April Bloomfield suddenly shuttered San Francisco’s 100-year-old Tosca Cafe on Saturday, informing diners that very night. (The bar will remain open for the time being.) The abrupt closing came without warning but wasn’t entirely unexpected: Bloomfield closed the Los Angeles restaurant the Hearth and the Hound in the same fashion back in January, and the following month, she also closed the John Dory Oyster Bar. Vendors tell Eater SF that Tosca is months behind on payments, and management told vendors in emails (seen by the website) that it was experiencing “financial struggles.” Last May, Tosca’s chef and manager both left after trying and failing to purchase the restaurant from Bloomfield and Ken Friedman.
The closing leaves Bloomfield with a single restaurant, the Breslin, following the fracturing of the restaurant group she ran with Friedman. That split happened in June 2018, half a year after allegations of sexual harassment against Friedman began surfacing.
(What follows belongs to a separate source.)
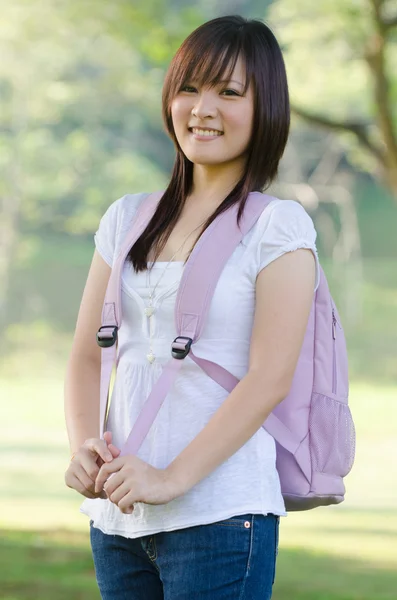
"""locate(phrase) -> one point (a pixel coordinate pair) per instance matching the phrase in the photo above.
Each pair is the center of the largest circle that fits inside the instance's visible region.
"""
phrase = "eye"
(232, 91)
He held on to the now closed White Gold and the Spotted Pig, the West Village establishment where the two made their names in the business and which was one of the defining restaurants of the aughts. The Spotted Pig is also where where much of Friedman’s alleged harassment took place.
The closing of Tosca is much more significant than that of the Hearth and the Hound. It is a vestige of San Francisco’s bohemian history. Bon Appétit called it “the world’s best last dive bar” in an oral history from 2013, the year it was sold to Bloomfield and Friedman. The two actually saved Tosca from an inglorious end — the year before they bought it, the restaurant’s landlord had issued an eviction notice over $100,000 in back rent.
In the Bon Appétit oral history, Kid Rock recalled spending “many a night in the back talking politics with Sean [Penn] and life with Lars [Ulrich]”; Ed Harris remarked, “I don’t recall Dennis Quaid ever singing at Tosca’s while I was there”; and the story of Sean Penn reportedly shooting a hole in a wall was recounted. (His gun was confiscated, so the story goes.) After Friedman and Bloomfield’s takeover, New York Times critic Pete Wells crossed the country to review the restaurant and praised the food as “what you want to eat today.”